Dear Blog, Today I did this and said that and made this private joke and generally my grammar was terrible and I got myself into a situation with no dramatic tension or character arcs and I guess you had to be there. *SUBMIT*
Sound familiar? Yes, tickle me Qwertyuiop: it's blog-o'clock! Enter the literary dark ages as a million-volume omnibus of misspelled first drafts and textual healing is spammed out of Generation-Why? keyboards quicker than you can Yahoo! 'line breaks please!'. Hey, don't get me wrong, this influx in self-narration can only be good for the online diary industry -- it's just the readers' unions I feel sorry for.
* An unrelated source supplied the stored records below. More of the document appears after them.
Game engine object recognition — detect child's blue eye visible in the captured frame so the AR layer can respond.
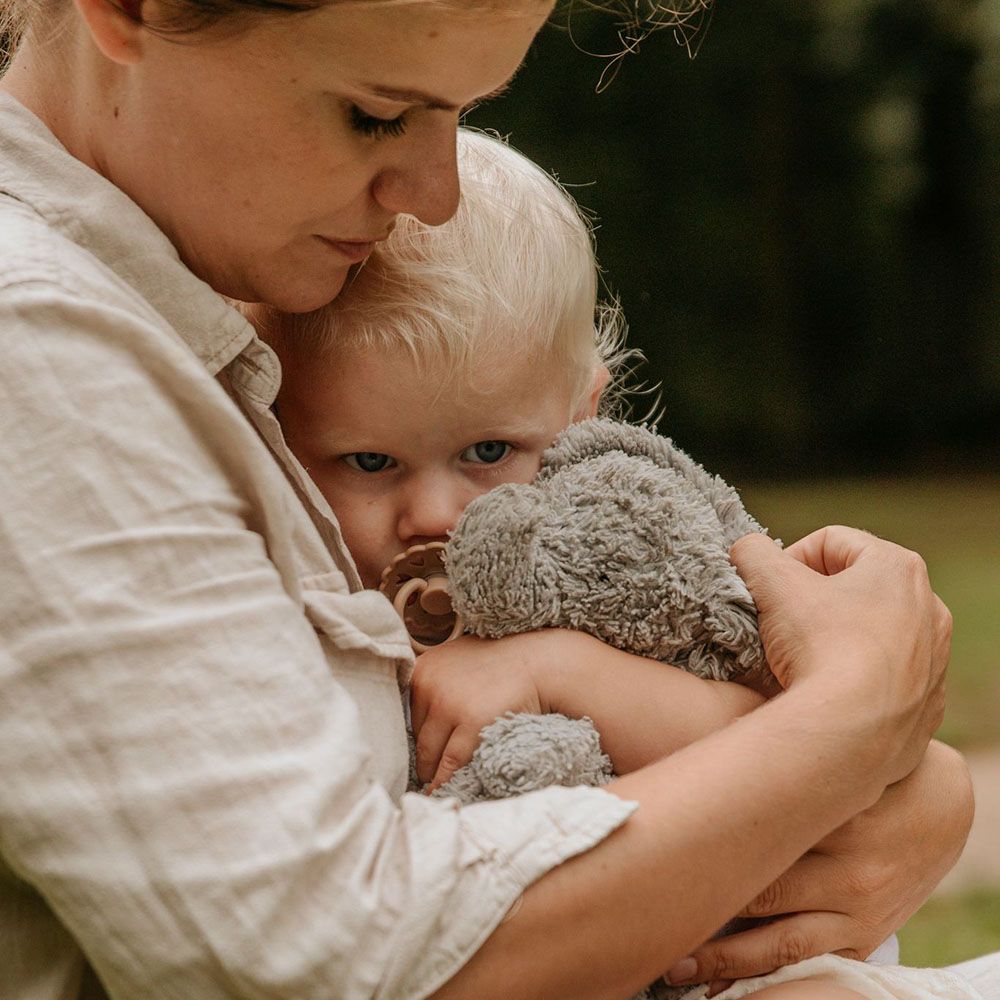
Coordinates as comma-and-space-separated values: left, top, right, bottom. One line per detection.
344, 451, 396, 472
462, 441, 511, 465
350, 104, 406, 139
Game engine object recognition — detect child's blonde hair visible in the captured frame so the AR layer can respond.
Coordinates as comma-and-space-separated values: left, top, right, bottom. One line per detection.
252, 129, 636, 411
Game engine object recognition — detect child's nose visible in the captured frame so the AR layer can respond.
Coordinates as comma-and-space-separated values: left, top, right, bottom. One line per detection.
398, 476, 472, 544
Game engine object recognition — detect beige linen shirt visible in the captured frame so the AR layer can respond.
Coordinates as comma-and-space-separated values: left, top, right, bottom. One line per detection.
0, 96, 634, 1000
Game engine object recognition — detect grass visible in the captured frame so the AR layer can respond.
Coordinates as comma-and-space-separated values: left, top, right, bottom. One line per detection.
899, 889, 1000, 966
736, 477, 1000, 966
737, 477, 1000, 750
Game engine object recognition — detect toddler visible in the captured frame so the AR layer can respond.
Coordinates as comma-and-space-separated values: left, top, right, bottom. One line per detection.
249, 131, 975, 1000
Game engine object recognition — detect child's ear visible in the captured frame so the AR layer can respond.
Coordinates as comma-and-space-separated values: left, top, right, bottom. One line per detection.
573, 365, 611, 422
73, 0, 145, 66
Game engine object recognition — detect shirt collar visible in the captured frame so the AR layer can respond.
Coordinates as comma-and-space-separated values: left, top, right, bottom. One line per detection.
0, 92, 262, 378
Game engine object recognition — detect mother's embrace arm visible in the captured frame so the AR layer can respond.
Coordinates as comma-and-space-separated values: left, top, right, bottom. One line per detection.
430, 529, 968, 997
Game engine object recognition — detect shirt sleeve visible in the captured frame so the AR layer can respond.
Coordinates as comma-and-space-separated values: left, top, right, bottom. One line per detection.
0, 286, 635, 1000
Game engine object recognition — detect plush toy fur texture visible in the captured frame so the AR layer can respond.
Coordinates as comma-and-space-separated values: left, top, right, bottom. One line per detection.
422, 419, 776, 1000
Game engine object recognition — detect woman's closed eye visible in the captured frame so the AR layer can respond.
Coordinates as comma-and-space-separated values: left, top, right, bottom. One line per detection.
350, 104, 406, 139
343, 451, 396, 472
462, 441, 513, 465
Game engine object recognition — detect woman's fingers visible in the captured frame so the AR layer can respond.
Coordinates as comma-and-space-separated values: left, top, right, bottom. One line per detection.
732, 527, 951, 782
666, 911, 881, 985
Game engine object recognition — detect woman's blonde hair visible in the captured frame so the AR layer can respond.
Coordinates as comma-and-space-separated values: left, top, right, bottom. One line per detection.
266, 129, 635, 409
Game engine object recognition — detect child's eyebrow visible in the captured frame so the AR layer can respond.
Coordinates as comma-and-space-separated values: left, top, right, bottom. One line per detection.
362, 81, 510, 111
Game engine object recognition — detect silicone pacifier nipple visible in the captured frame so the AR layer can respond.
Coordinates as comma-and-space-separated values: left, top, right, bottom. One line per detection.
378, 542, 463, 653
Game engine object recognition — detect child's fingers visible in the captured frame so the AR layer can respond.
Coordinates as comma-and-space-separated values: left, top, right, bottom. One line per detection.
413, 715, 455, 784
428, 726, 479, 792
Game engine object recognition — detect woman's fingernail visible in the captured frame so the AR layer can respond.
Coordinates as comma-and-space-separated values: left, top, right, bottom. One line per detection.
667, 955, 698, 983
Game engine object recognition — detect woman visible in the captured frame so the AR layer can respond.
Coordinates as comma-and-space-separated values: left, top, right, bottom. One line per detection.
0, 0, 984, 1000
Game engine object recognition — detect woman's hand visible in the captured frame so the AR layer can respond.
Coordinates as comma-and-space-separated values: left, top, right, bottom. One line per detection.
410, 632, 559, 789
732, 527, 951, 784
668, 743, 973, 982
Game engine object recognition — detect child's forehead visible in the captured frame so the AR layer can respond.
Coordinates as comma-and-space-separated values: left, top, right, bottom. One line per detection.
317, 342, 571, 403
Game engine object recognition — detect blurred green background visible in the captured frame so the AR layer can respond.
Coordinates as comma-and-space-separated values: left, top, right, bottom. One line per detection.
468, 0, 1000, 964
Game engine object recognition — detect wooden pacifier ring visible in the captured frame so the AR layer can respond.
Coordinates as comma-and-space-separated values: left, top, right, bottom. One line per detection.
379, 542, 463, 655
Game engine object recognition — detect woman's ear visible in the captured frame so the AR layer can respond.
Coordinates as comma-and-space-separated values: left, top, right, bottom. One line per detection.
73, 0, 145, 66
573, 365, 611, 421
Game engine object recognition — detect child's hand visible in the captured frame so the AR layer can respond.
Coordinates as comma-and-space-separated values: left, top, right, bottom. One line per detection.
410, 632, 553, 790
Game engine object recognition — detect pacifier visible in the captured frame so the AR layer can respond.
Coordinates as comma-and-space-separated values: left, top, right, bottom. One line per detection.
378, 542, 464, 655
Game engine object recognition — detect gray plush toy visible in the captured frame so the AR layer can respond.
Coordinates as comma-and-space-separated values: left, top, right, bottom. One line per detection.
386, 419, 777, 998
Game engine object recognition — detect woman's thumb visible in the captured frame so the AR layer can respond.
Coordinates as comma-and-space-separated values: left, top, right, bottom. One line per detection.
729, 531, 803, 610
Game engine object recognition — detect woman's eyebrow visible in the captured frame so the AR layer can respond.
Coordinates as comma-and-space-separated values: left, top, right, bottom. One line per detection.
362, 81, 510, 111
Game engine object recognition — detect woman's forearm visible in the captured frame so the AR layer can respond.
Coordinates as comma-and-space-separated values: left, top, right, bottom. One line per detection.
436, 685, 884, 1000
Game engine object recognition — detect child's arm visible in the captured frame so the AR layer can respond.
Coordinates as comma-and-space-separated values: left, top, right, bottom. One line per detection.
412, 629, 764, 786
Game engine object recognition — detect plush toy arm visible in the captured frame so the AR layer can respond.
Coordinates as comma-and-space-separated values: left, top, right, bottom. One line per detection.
432, 712, 612, 804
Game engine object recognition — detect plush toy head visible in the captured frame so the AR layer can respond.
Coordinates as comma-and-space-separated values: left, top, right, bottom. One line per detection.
446, 420, 773, 688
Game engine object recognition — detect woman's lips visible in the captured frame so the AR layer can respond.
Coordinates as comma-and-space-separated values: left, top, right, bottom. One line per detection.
319, 236, 378, 264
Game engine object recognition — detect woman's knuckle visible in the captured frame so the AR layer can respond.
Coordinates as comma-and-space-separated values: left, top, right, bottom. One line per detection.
747, 879, 788, 917
775, 927, 813, 967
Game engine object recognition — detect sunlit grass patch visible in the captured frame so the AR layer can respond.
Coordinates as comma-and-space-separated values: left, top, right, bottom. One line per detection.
734, 476, 1000, 749
899, 889, 1000, 966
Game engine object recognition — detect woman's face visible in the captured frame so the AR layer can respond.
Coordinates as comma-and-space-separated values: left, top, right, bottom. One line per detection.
93, 0, 551, 312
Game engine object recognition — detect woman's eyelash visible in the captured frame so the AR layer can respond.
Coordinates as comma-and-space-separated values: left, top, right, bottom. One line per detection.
350, 104, 406, 139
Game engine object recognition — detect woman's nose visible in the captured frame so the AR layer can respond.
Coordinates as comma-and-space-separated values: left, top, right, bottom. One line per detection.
397, 475, 472, 544
372, 120, 459, 226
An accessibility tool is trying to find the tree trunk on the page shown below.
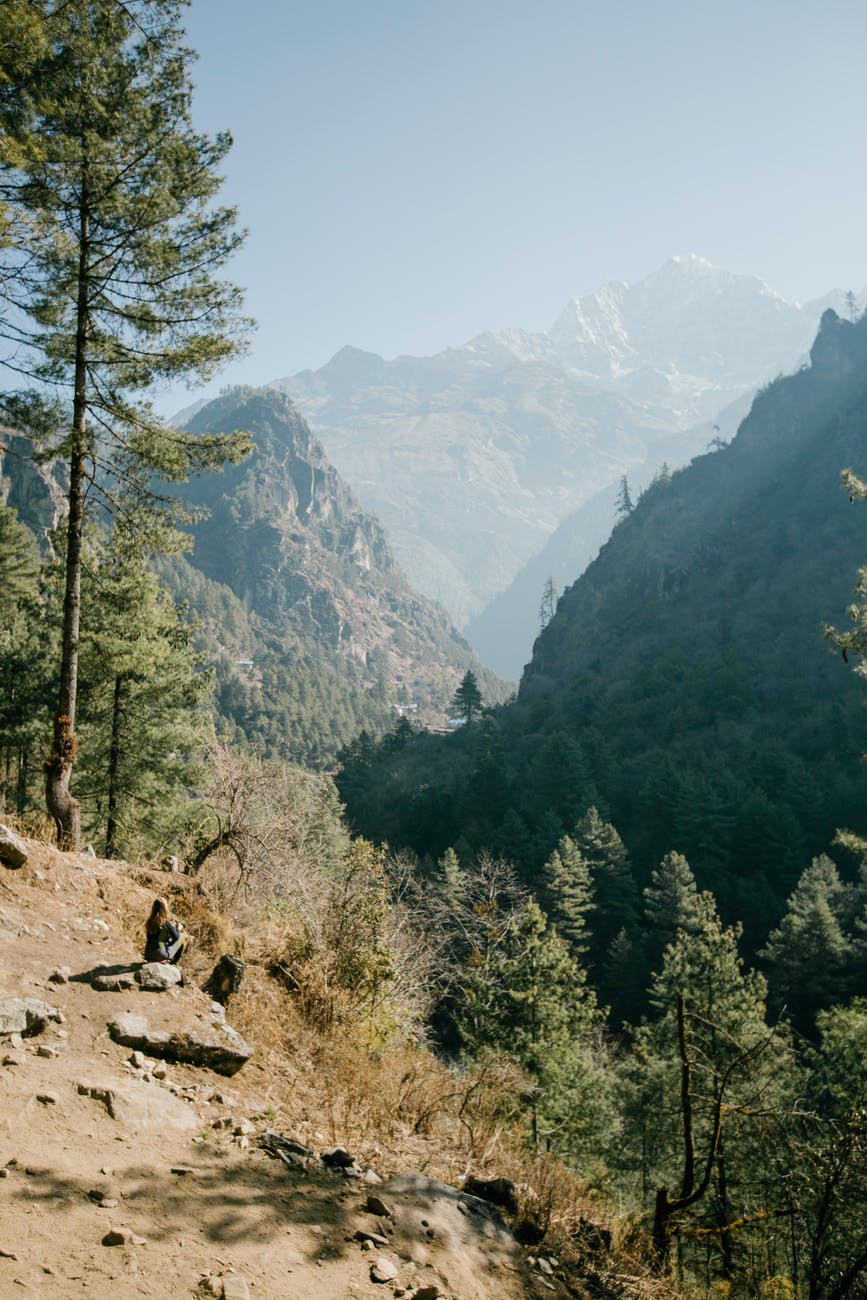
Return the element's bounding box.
[105,672,123,858]
[45,163,90,850]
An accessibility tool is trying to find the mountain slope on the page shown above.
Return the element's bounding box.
[278,257,841,625]
[185,389,495,720]
[340,312,867,944]
[464,398,749,679]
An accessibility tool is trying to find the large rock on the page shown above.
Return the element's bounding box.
[108,1013,252,1074]
[0,823,27,867]
[203,954,246,1006]
[0,997,62,1036]
[78,1079,201,1132]
[135,962,183,993]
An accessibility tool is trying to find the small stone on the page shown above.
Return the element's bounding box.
[135,962,183,993]
[103,1227,135,1245]
[370,1255,398,1282]
[320,1147,360,1173]
[0,824,27,870]
[364,1192,395,1226]
[355,1227,389,1245]
[222,1273,250,1300]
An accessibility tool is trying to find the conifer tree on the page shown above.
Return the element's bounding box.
[451,668,482,724]
[539,577,556,632]
[78,530,213,858]
[542,835,594,959]
[624,893,793,1278]
[0,0,246,848]
[642,853,703,975]
[615,475,636,519]
[572,807,638,962]
[460,901,607,1157]
[759,853,853,1032]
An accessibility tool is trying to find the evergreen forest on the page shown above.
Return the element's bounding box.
[0,0,867,1300]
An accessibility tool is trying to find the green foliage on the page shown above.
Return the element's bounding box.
[450,668,482,723]
[0,0,248,848]
[759,854,854,1034]
[541,835,595,958]
[75,533,213,857]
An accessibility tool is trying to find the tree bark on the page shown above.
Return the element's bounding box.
[45,163,90,850]
[105,672,123,858]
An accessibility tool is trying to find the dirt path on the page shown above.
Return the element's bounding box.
[0,850,556,1300]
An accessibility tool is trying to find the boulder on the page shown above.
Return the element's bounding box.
[0,823,27,868]
[135,962,183,993]
[0,997,64,1037]
[203,954,246,1006]
[78,1079,201,1132]
[91,971,135,993]
[108,1013,252,1074]
[464,1178,517,1214]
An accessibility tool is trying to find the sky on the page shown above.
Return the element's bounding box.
[161,0,867,410]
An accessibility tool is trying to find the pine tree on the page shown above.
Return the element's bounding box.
[642,853,703,975]
[0,0,246,846]
[624,893,793,1278]
[78,533,213,858]
[539,577,556,632]
[451,668,482,724]
[615,475,636,519]
[542,835,594,959]
[759,853,853,1032]
[460,901,608,1158]
[572,807,638,963]
[0,503,55,815]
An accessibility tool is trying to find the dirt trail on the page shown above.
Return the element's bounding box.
[0,846,556,1300]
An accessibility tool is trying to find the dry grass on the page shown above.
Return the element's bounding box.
[6,842,677,1300]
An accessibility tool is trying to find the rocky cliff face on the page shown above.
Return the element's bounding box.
[0,428,66,547]
[277,256,863,625]
[185,389,493,707]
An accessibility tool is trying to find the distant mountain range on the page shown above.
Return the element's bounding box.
[346,311,867,948]
[276,256,863,650]
[0,389,506,766]
[183,389,504,722]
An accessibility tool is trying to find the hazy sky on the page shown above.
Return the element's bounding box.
[164,0,867,404]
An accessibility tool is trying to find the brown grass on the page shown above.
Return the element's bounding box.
[13,842,677,1300]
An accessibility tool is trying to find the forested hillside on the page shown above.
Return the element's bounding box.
[0,390,504,852]
[341,312,867,982]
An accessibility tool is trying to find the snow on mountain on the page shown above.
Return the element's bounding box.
[276,255,863,634]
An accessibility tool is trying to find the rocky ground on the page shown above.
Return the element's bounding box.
[0,844,578,1300]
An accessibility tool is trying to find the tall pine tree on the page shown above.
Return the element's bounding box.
[0,0,252,846]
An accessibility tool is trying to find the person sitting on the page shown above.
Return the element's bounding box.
[144,898,190,965]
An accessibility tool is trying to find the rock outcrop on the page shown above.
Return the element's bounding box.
[108,1013,252,1075]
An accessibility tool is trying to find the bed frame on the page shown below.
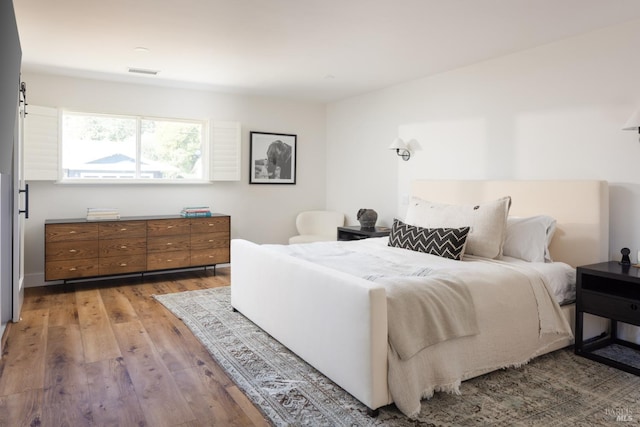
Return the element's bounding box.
[231,181,609,409]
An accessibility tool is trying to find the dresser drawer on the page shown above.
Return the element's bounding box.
[44,223,98,242]
[98,221,147,239]
[191,247,229,267]
[191,232,229,250]
[578,290,640,325]
[44,258,99,280]
[99,254,147,275]
[100,237,147,258]
[44,240,99,262]
[147,251,191,271]
[191,216,231,234]
[147,234,191,253]
[147,219,191,237]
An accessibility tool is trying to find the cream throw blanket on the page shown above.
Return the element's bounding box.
[377,274,478,360]
[264,239,573,416]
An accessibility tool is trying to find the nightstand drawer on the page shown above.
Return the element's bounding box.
[100,255,147,275]
[147,234,191,253]
[44,223,98,242]
[45,240,98,262]
[191,232,229,250]
[44,258,98,280]
[147,251,191,270]
[100,237,147,258]
[579,290,640,325]
[147,219,191,237]
[191,216,231,234]
[99,221,147,240]
[191,247,229,267]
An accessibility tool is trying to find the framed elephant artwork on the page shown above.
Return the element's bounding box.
[249,132,296,184]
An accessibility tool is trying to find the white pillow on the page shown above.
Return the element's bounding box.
[502,215,556,262]
[405,197,511,258]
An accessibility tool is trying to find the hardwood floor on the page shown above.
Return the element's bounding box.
[0,268,269,427]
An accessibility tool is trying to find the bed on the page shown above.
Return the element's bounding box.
[231,181,609,416]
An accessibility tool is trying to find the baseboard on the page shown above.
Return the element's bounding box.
[24,263,231,288]
[24,272,58,288]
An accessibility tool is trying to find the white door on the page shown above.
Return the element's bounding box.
[12,83,29,322]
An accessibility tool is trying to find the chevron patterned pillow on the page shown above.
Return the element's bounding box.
[389,218,470,260]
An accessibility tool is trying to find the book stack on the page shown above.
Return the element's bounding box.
[180,206,211,218]
[87,208,120,221]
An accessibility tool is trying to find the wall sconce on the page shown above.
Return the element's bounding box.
[389,138,411,162]
[622,109,640,142]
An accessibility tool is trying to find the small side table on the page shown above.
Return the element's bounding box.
[575,261,640,375]
[338,225,391,241]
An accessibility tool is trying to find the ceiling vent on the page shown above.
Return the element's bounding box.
[129,67,159,76]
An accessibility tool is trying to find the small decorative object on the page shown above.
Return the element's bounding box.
[357,209,378,228]
[620,248,631,265]
[249,132,296,184]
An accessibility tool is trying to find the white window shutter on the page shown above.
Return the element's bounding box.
[24,105,59,181]
[211,121,242,181]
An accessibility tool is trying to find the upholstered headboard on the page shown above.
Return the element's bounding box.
[411,180,609,267]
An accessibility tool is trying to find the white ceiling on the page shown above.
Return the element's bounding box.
[13,0,640,102]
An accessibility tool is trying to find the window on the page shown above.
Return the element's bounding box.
[61,111,209,182]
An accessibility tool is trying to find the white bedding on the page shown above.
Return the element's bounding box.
[264,237,576,305]
[265,238,572,416]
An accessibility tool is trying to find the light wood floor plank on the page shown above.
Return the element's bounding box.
[0,389,42,427]
[0,309,49,396]
[86,357,146,426]
[113,321,195,426]
[0,268,268,427]
[76,288,122,363]
[44,324,87,387]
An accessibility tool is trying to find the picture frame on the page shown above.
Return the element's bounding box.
[249,131,297,184]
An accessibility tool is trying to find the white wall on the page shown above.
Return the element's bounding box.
[327,21,640,261]
[23,72,326,286]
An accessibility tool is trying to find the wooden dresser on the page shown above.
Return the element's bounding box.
[44,214,231,281]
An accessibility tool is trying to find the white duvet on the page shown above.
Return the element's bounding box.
[268,238,573,416]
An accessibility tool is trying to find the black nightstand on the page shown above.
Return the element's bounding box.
[338,225,391,240]
[575,261,640,375]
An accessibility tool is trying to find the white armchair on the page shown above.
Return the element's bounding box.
[289,211,344,244]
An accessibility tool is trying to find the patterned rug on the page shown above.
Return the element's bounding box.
[155,287,640,427]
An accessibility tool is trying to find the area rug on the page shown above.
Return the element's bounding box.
[155,287,640,427]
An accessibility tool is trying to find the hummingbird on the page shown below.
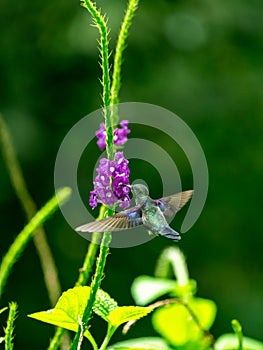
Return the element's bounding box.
[76,184,193,241]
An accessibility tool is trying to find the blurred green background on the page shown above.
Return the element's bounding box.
[0,0,263,349]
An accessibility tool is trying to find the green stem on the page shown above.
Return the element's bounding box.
[155,247,189,287]
[81,0,114,160]
[48,206,106,350]
[70,232,111,350]
[231,320,243,350]
[4,302,17,350]
[111,0,139,112]
[0,187,71,297]
[100,324,117,350]
[0,116,61,305]
[81,0,110,106]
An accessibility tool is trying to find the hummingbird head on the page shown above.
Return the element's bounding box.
[130,184,149,204]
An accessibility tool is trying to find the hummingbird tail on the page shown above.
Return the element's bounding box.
[159,226,181,242]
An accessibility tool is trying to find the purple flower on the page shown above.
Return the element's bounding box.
[96,120,131,150]
[89,152,130,209]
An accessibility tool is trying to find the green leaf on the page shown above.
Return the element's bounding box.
[107,306,153,328]
[93,289,118,321]
[28,286,90,338]
[152,298,216,346]
[215,333,263,350]
[0,306,8,314]
[131,275,177,305]
[107,337,170,350]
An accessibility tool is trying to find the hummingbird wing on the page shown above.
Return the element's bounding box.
[75,205,143,232]
[156,190,194,217]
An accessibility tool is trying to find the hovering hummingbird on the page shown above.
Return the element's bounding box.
[76,184,193,241]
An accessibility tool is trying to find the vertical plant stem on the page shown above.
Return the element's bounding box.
[81,0,114,159]
[70,232,111,350]
[0,187,71,297]
[4,302,17,350]
[0,116,61,306]
[155,247,189,287]
[111,0,139,113]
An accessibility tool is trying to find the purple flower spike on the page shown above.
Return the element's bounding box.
[96,120,131,150]
[89,152,130,209]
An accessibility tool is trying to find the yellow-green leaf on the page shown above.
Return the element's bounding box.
[28,286,90,337]
[107,306,153,327]
[215,333,263,350]
[153,298,216,346]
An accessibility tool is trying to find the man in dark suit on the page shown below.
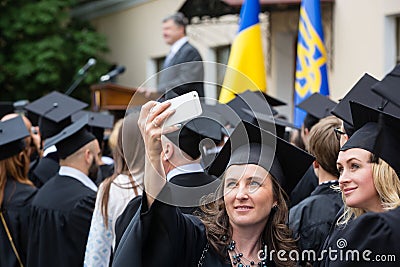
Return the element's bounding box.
[141,13,204,97]
[115,117,223,253]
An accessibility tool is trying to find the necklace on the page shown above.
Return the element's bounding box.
[227,240,267,267]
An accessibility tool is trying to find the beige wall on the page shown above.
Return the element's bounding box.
[89,0,400,118]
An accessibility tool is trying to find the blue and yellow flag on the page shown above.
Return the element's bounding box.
[219,0,267,103]
[294,0,329,127]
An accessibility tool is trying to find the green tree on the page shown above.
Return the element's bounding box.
[0,0,110,102]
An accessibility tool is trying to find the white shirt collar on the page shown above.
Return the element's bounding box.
[43,145,57,157]
[58,166,97,192]
[167,163,204,182]
[169,36,188,56]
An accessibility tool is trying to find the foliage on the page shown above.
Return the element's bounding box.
[0,0,110,102]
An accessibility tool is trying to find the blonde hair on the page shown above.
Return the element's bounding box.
[336,154,400,226]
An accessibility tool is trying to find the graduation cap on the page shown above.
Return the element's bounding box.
[243,109,298,139]
[227,90,286,126]
[208,121,314,195]
[71,110,114,144]
[331,73,400,131]
[372,65,400,108]
[297,93,336,119]
[165,115,223,159]
[44,116,96,159]
[25,91,88,139]
[340,102,400,177]
[0,101,14,119]
[0,116,29,160]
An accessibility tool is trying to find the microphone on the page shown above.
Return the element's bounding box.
[78,58,96,75]
[100,66,125,82]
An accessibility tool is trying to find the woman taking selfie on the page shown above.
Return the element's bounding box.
[114,102,313,266]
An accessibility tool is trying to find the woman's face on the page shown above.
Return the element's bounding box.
[337,148,383,212]
[224,164,276,231]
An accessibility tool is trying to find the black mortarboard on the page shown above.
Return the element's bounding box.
[340,102,400,177]
[227,90,285,125]
[372,64,400,107]
[332,73,400,125]
[208,121,314,195]
[243,110,298,139]
[0,102,14,119]
[0,116,29,160]
[165,115,223,159]
[297,93,336,119]
[25,91,88,139]
[44,116,96,159]
[71,110,114,144]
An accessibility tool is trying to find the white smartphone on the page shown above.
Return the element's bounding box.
[163,91,203,127]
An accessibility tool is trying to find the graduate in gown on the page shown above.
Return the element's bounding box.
[84,111,145,266]
[113,102,313,266]
[0,116,37,267]
[27,118,101,267]
[315,102,400,266]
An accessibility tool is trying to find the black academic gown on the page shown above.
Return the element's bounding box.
[29,152,60,188]
[0,179,37,267]
[27,174,96,267]
[289,181,343,258]
[314,208,400,267]
[115,172,217,251]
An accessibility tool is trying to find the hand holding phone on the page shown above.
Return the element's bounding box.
[163,91,202,127]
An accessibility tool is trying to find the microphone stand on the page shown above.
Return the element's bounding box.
[65,72,86,95]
So is it evidence of some severe fetish for self-punishment or simply a nod to irony that I should actually publish such a scathing rebuttal of blogs on, of all things, my own blog? No, it's simply that I believe he has a point. A hilarious** point. Dare I say it? An LOL point, even. His conclusion says it best:
How will historians look back on this e-era? A liberating lattice of language and interconnectivity or a billion gigs of ego gunk? Academics keep saying how isolated and disconnected we're all feeling, despite the communication age explosion. Perhaps if we all took a big, virtual *breath* and deeply pondered what we really want to say to the world, and to each other, artistic discipline could win over from, "This morning my friend said something hilarious but I can't remember."
Well said, Mr. Heazlewood. Let us redeem blogging from the muddy pool of "a billion gigs of ego junk".
*Not a magazine I'd universally recommend, but I happen to have a copy of this month's issue.
**We have dispensed with the "an" in front on silent H's, have we not? Justin Heazlewood is making me nervous.